Eva is also very shallow.  We get no sense of the depth of her faith.  She identifies as a Jew, but her observance is inconsistent.  Mamusia is very bothered by Eva’s possible relationship with a Catholic but Eva seems concerned only because of her mother’s reaction.  Her interior monologues consist of little real reflection other than questions:  “But how could that be when he wasn’t Jewish?  Her mother would never forgive her, and what if Tatuś wouldn’t, either?  How could she betray them now? . . . Would it be braver to follow her heart at the risk of failing her parents?  Or braver to turn her back on a person she was forbidden to love so she could preserve the history being stripped from her people?”  And, “Why had Eva let that define her life?  Her future?  And what if [he] never returned?  What if he didn’t survive the coming months?  What if Eva herself perished?” 

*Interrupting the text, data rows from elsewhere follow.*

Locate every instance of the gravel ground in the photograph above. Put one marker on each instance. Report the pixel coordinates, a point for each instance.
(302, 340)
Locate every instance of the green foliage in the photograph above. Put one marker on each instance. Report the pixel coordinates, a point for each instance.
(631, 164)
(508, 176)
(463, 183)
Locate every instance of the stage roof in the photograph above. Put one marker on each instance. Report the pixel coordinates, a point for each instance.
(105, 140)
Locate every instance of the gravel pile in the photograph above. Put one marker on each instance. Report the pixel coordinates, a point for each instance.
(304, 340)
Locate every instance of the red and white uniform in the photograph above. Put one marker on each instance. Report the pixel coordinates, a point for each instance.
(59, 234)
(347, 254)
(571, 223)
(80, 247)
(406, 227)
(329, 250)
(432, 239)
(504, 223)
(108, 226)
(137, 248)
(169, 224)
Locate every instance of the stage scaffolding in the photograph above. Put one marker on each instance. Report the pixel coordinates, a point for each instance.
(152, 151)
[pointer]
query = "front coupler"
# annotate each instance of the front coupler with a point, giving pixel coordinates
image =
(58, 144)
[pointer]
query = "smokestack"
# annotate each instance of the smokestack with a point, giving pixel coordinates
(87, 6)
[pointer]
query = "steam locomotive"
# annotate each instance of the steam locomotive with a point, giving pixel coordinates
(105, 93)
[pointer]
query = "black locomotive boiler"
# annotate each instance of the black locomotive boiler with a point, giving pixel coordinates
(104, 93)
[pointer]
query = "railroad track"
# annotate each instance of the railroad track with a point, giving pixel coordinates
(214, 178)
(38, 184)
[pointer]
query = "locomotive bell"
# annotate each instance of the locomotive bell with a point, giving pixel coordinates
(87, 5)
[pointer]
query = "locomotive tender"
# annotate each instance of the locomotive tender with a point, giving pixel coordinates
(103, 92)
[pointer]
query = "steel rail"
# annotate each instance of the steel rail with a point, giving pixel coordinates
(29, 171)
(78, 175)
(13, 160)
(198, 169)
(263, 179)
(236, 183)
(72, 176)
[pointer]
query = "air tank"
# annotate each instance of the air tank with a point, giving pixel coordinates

To be perfectly honest, Eva is annoying.  First, she is always blaming herself, even for things over which she had no control.  This tendency to self-blame may be because of the belittling comments made by Mamusia, but her willingness to accept that everything is her fault suggests immaturity.  Then there’s her constant fretting about whether Rémy knows she loves him.  The repetition becomes tedious.  He’d have to have no intelligence whatsoever to not know!

Mamusia is another character who is unbelievable.  Not to mention unlikeable.  She is constantly complaining and blaming her daughter.  Eva tried to warn her parents about a possible roundup but she dismisses the warning as ridiculous.  Later, she tells Eva, “’You let them take him!  You knew they were coming and you just stood there and did nothing.’”    And “’I’m disappointed in you, Eva, more disappointed than I’ve ever been.’”  She doesn’t worry about Eva’s safety; instead, she just insists Eva go find Tatuś.  She has no gratitude to those who have helped:  “’So the priest gave you a bit of information.  And Madame Barbier prepared us some food.  So what?’”  Much of the time, she sounds like a whiny child:  “’You are in your own world, Eva, and there’s no room for me in it. . . . An apology won’t return your father to me.’”  She does nothing to help the Jewish children who need to be sheltered, just spends her time – years – feeling sorry for herself.

Characters change, but those changes are not realistic.  Mamusia goes from constantly denigrating her daughter to defending her?  A man goes from speaking about a woman “’with a special kind of warmth’” to calling her “’pathetic cow’” and threatening her with torture and an excruciating death?  Extreme circumstances do cause behaviour changes but, again, the author is manipulating readers’ emotions.

Given the events of the Holocaust, word choice seems poor.  Eva thinks, “There was nothing to do but walk into the fire and hope she wasn’t burned alive”?  Then there’s a description:  “Loss would forever be etched on the child like a tattoo.” 

The author can be commended for her extensive historical research, but to promote the book as based on a true story is deceptive.  And there is so much wrong with this book, besides those elements I’ve already mentioned:  the many plot holes, the contrived, unnatural dialogue, the predictable plot, the coincidences, and the unnecessary drama.   This book will appeal to those who like sentimental books and Hallmark movies.